Faithless Marjory, struck by this indubitable truth, laughed outright.
"You—you can't make Indian-bead chains," sputtered Mabel, trying hard to find something crushing to say. "You can't make pancakes. You can't drive nails."
"Yah," retorted Laura, who was right in her element, "you can't throw straight."
"Neither can you."
"I can! If I could find anything to throw I'd prove it."

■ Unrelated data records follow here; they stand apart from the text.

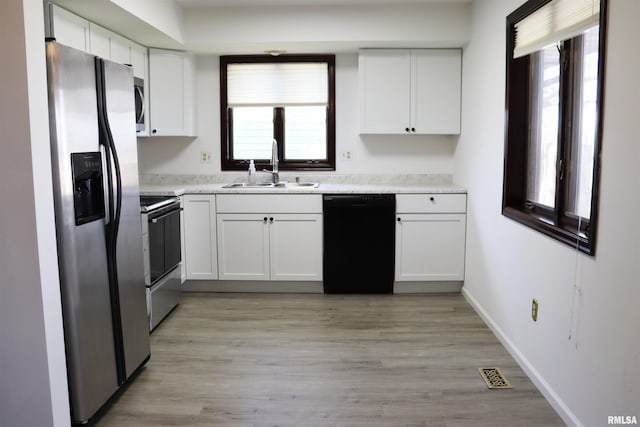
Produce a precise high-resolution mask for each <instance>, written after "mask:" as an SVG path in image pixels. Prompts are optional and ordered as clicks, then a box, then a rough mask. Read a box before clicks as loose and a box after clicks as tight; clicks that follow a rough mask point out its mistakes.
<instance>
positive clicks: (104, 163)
mask: <svg viewBox="0 0 640 427" xmlns="http://www.w3.org/2000/svg"><path fill="white" fill-rule="evenodd" d="M100 158H101V160H102V188H104V189H108V188H109V185H110V183H109V180H110V179H111V177H110V176H109V174H108V173H107V171H108V169H107V162H108V161H109V157H107V152H106V148H105V146H104V145H102V144H100ZM102 196H103V197H104V224H105V225H108V224H109V223H110V222H111V215H110V214H109V212H110V210H109V208H110V207H111V200H110V197H109V191H108V190H107V191H103V195H102Z"/></svg>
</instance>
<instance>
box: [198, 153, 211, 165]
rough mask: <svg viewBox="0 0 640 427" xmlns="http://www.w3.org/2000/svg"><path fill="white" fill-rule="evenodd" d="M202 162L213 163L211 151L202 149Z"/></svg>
mask: <svg viewBox="0 0 640 427" xmlns="http://www.w3.org/2000/svg"><path fill="white" fill-rule="evenodd" d="M200 163H211V153H209V152H208V151H202V152H201V153H200Z"/></svg>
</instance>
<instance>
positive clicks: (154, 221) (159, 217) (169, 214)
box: [149, 208, 182, 224]
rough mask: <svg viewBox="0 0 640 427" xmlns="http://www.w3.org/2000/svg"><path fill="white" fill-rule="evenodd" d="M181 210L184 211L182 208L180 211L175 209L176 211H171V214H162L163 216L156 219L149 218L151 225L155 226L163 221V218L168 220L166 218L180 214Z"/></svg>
mask: <svg viewBox="0 0 640 427" xmlns="http://www.w3.org/2000/svg"><path fill="white" fill-rule="evenodd" d="M181 210H182V208H178V209H174V210H172V211H169V212H167V213H165V214H162V215H160V216H157V217H155V218H149V222H151V223H153V224H155V223H156V222H158V221H159V220H161V219H163V218H166V217H168V216H171V215H175V214H176V213H178V212H180V211H181Z"/></svg>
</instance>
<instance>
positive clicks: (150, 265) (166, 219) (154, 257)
mask: <svg viewBox="0 0 640 427" xmlns="http://www.w3.org/2000/svg"><path fill="white" fill-rule="evenodd" d="M148 223H149V265H150V270H151V283H152V284H153V283H155V282H156V281H157V280H158V279H160V278H161V277H163V276H164V275H165V274H167V273H168V272H169V271H171V270H173V269H174V268H175V267H176V266H177V265H178V264H180V261H181V254H180V246H181V243H180V208H179V207H178V208H176V209H170V210H166V211H162V212H159V213H158V214H156V213H155V212H151V213H150V214H149V220H148Z"/></svg>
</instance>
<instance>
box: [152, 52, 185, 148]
mask: <svg viewBox="0 0 640 427" xmlns="http://www.w3.org/2000/svg"><path fill="white" fill-rule="evenodd" d="M194 74H195V71H194V66H193V57H192V56H191V55H190V54H188V53H187V52H179V51H174V50H162V49H149V103H150V107H149V110H150V111H149V114H150V119H151V126H150V128H151V133H150V134H151V136H194V84H195V75H194Z"/></svg>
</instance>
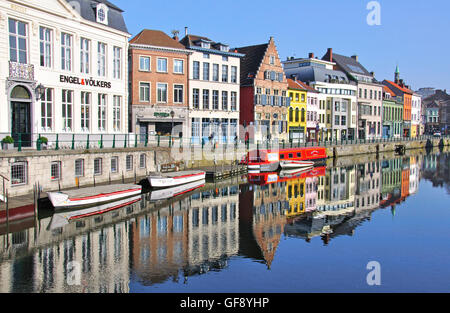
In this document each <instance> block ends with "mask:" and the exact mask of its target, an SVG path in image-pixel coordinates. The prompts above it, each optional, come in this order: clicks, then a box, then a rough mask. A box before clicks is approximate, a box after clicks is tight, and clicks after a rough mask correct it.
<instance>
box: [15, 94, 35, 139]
mask: <svg viewBox="0 0 450 313" xmlns="http://www.w3.org/2000/svg"><path fill="white" fill-rule="evenodd" d="M11 113H12V114H11V119H12V120H11V136H12V137H13V138H14V146H15V147H18V146H19V139H20V140H21V141H22V147H31V146H32V142H31V118H30V117H31V116H30V115H31V114H30V103H29V102H11Z"/></svg>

Just at this unfortunate moment, a grocery-man arrived at the Milligan house with a basketful of beautiful scarlet tomatoes. In another second, Laura, anxious to prove her ability, had jumped from the fence, seized the basket and, with unerring aim, was delightedly pelting her astonished enemy with the gorgeous fruit. Mabel caught one full in the chest, and as she turned to flee, another landed square in the middle of her light-blue gingham back; Marjory's shoulder stopped a third before the girls retreated to the house, leaving Laura, a picturesque figure on the high post, shouting derisively:
"Proved it, didn't I? Ki! I proved it."
Marjory, pleading that discretion was the better part of valor, begged Mabel to stay indoors; but Mabel, who had received, and undoubtedly deserved, the worst of the encounter, was for instant revenge. Rushing to the kitchen she seized the pan of hard little green apples that Grandma Pike had bequeathed the girls and flew with them to the porch.